Sylosis At Relentless Garage
January 6th, 2010 by AdamComing straight from the ‘classic metal’ line of thinking Savage Messiah apparently choose to totally ignore any influences beyond the late 1980s. Normally this could be a recipe for disaster for anything but the most nostalgic of old school crowds, but tonight they pull off a storming set fuelled largely by the fact that these boys KNOW they can play. It’s not exactly breaking new ground but with vocals from the best end of the Hetfield/Mustaine ‘Yayeeeeeah!’ spectrum and a keen ear for mixing thunderous riffs with twiddly-but-not-tedious solos they’re the perfect band to get a party started. And the hair, so much hair…
Unfortunately the same enthusiasm can’t be carried over to South Wales boys Anterior. Coming from a similar vein as tonight’s headliners with their mix of old school thrashing and modern metal sensibilities there’s nothing notably wrong with the set, it just feels a little formulaic. They play hefty, competent, straight-up metal with the prerequisite breakdowns and rockstar poses in all the right places, and to their credit they do deal with some inane crowd heckling pretty admirably, but some kind of spark is needed if they’re ever going to progress beyond the mid-bill slot.
The early heaviness feels like easy listening once Ted Maul take to the stage with an almost intolerable, guttural noise incorporating grind, drum and bass and death metal. The audio torture hardly lets up in a barrage that only very occasionally allows glimpses of actual riffs and individual sounds. Despite the chaos it’s a spectacle to watch, flying dreads and drummed hairy chests akimbo. You get the feeling that they don’t give a flying fuck if they make any fans or not – an audience comment that the set was ‘like being raped’ probably only touches on their intended result.
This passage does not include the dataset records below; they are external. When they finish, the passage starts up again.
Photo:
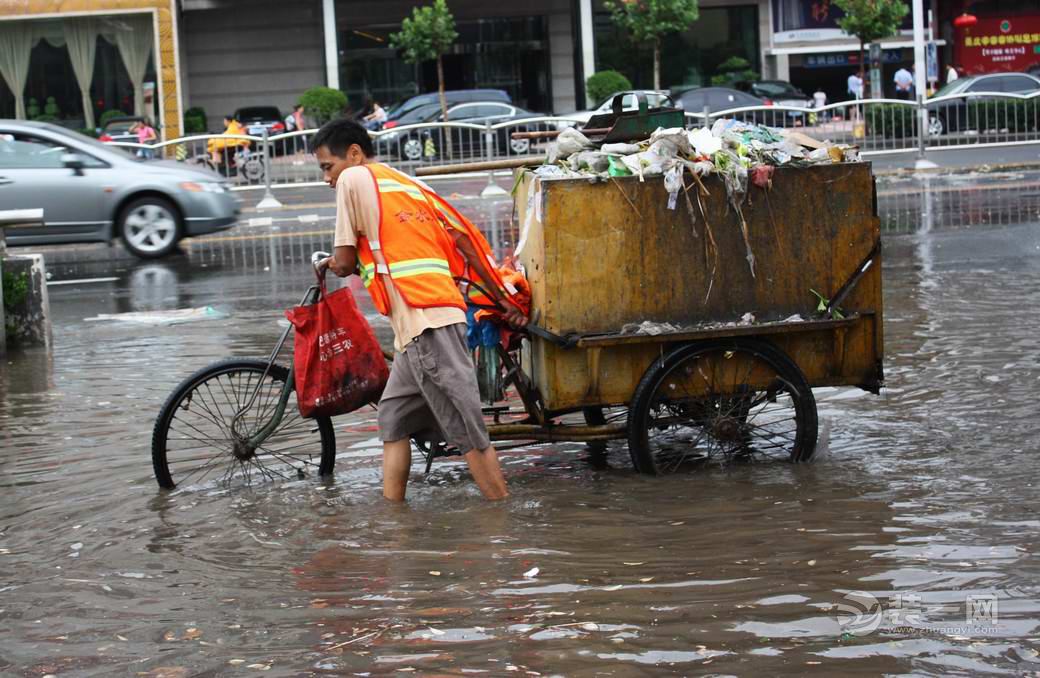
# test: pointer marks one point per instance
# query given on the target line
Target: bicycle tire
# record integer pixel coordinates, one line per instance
(267, 462)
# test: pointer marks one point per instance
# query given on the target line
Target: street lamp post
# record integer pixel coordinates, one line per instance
(919, 82)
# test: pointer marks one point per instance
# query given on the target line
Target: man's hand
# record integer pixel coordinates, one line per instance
(513, 314)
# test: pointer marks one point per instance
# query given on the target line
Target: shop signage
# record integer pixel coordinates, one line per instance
(998, 44)
(840, 59)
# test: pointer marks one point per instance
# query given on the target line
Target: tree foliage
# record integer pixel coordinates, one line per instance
(322, 103)
(648, 21)
(872, 20)
(425, 36)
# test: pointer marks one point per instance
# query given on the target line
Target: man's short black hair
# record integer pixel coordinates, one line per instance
(339, 134)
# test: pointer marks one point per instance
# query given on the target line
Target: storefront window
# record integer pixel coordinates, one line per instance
(507, 53)
(689, 59)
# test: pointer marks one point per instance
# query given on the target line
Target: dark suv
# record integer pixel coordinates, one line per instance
(452, 97)
(973, 109)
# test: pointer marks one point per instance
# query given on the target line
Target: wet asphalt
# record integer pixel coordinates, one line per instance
(924, 497)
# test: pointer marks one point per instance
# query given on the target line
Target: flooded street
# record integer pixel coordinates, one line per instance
(925, 498)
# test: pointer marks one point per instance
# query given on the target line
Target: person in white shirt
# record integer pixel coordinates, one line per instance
(855, 86)
(904, 83)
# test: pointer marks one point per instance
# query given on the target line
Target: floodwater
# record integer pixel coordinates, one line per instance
(925, 498)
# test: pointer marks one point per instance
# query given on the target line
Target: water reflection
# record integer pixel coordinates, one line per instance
(927, 496)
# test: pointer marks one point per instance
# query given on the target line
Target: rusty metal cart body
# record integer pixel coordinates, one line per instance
(643, 311)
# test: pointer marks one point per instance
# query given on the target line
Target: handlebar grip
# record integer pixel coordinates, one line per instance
(316, 259)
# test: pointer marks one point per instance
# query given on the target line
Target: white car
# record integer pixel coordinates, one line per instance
(655, 99)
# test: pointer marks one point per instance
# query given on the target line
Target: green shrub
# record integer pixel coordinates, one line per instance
(602, 84)
(891, 121)
(322, 103)
(195, 121)
(108, 114)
Despite having only one album and a pair of EPs to their name Sylosis manage to slot more bar-raising anthems into their frantically paced fifty minutes than most other bands do with a decade’s back catalogue to work from. ‘Oath Of Silence’ and ‘Conclusion Of An Age’ display some awesome guitar harmonics, and Jamie Graham’s brutal vocal range sits nicely next to good old fashioned head-bang moments. The most impressive thing is the effortlessness with which they tear up the crowd, combining the song structures of old school metal with the hardcore aggression and technicality of more recent thrash and hardcore influences. It all ends in a spiralling wall of death to ‘Teras’, leaving no doubt that this is the start of something big: Sylosis are coming and they’re out for blood.